You can quickly add rich search capabilities to your website or application.
CloudSearch
Automatically provisions the required resources.
Deploys a highly tuned search index.
Easy configuration and can be up & running in less than one hour.
Search and ability to upload searchable data.
Automatically scales for data and traffic.
Self-healing clusters
High availability with Multi-AZ
CloudSearch uses Apache Solr as the underlying text search engine and
Apache Solr is highly reliable, scalable and fault tolerant, providing distributed indexing, replication and load-balanced querying, automated failover and recovery, centralized configuration and more. Solr powers the search and navigation features of many of the world's largest internet sites.
Can be used to index and search both structured and unstructured data.
Content can come from multiple sources and can include database fields along with files in a variety of formats, web pages, and so on.
Supports indexing features like algorithmic stemming , dictionary stemming, stopword dictionary.
Stemming is the process of reducing a word to its root form. This ensures variants of a word match during a search. ; am, are, is ⇒ be
Algorithmic stemmers, which stem words based on a set of rules.
Dictionary stemmers, which stem words by looking them up in a dictionary.
They are filler words that help sentences flow better, but provide very little context on their own. Stop words are usually words like “to”, “I”, “has”, “the”, “be”, “or”, etc.
Can support customizable result ranking i.e. relevancy.
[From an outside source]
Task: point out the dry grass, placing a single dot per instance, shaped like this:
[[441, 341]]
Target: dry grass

Supports search features for text search, different query types (range, boolean etc), sorting, facets for filtering, grouping etc-
Supports enhanced features for auto suggestions, highlighting, spatial search, fuzzy search etc
CloudSearch supports Multi-AZ option and it deploys additional instances in a second AZ in the same region.
CloudSearch can offer significantly lower total cost of ownership compared to operating and managing your own search environment.
Search domain is a data container and a set of services that make the data searchable.
Document service that allows data uploading to domain for indexing.
Search service that enables search requests against the indexed data.
Configuration service for controlling the domains behavior (include relevance ranking)
Search domain can’t be automatically migrated from one region to another. New domain in the target region needs to be created, configured and data uploaded, and then the original domain deleted.
Indexed data to be made searchable
Can be submitted through a REST based web service url.
Has to be in JSON or XML format.
Is represented as a document with a unique document ID and multiple fields either to be search on to needed to be just retrieved.
CloudSearch generates a search index from the document data according to the index fields configured for the domain.
Data updates can be submitted by to add, update and delete documents.
Data can be uploaded using secure and encrypted SSL HTTPS connection.
Search domains scale in two dimensions: data and traffic
A search instance is a single search engine in the cloud that indexes documents and responds to search requests with a finite amount of RAM and CPU resources for indexing data and processing requests.
Search domain can have one or more search partitions, portion of the data which fits on a single search instance, and the number of search partitions can change as the documents are indexed
CloudSearch can determine the size and number of search instances required to deliver low latency, high throughput search performance.
When a search domain is created , a single instance is deployed.
CloudSearch automatically scales the domain by adding instances as the volume of data or traffic increases.
Scaling for data
CloudSearch handles scaling for data by
Vertical scaling by increasing the size of the instance, when the amount of data exceeds a single search instance.
Horizontal scaling using search partitions, when the amount of data exceeds the capacity of the largest search instance type.
Number of search instances required to hold the index partitions is sometimes referred to as the domain’s width.
CloudSearch reduces the number of partitions and size of search instances if the amount of data reduces.
Scaling for traffic
CloudSearch handles Scaling for traffic by
Vertical scaling by increasing the size of the instance, when the amount of traffic exceeds a single search instance.
Horizontal scaling by deploying a duplicate search instance to provide additional processing power i.e. the complete number of partitions are duplicated.
CloudSearch reduces the number of partitions and size of search instances if the traffic reduces.
Number of duplicate search instances is sometimes referred to as the domain’s depth.
CloudSearch provides features to index and search both structured data and plain text as well as unstructured data like pdf, word documents.
CloudSearch provides near real-time indexing for document updates.
Indexing features include
tokenization,
stopwords,
stemming
synonyms
Search features include
faceted search ; Faceted search refers to a way to explore large amounts of data by displaying summaries about various partitions of the data and later allowing to narrow the navigation to a specific partition. Analyze, organize, and filter large sets of product inventory based on filters such as size, color, price, and brand.
free text search, Boolean search expressions,
customizable relevance ranking, query time rank expressions,
grouping
field weighting, searching and sorting
Other features like
Autocomplete suggestions
Highlighting
Geospatial search
New data types: date, double, 64 bit signed int, LatLon
Dynamic fields
Index field statistics
Sloppy phrase search
Term boosting
Enhanced range searching for all field types
Search filters that don’t affect relevance
Support for multiple query parsers: simple, structured, lucene, dismax
Query parser configuration options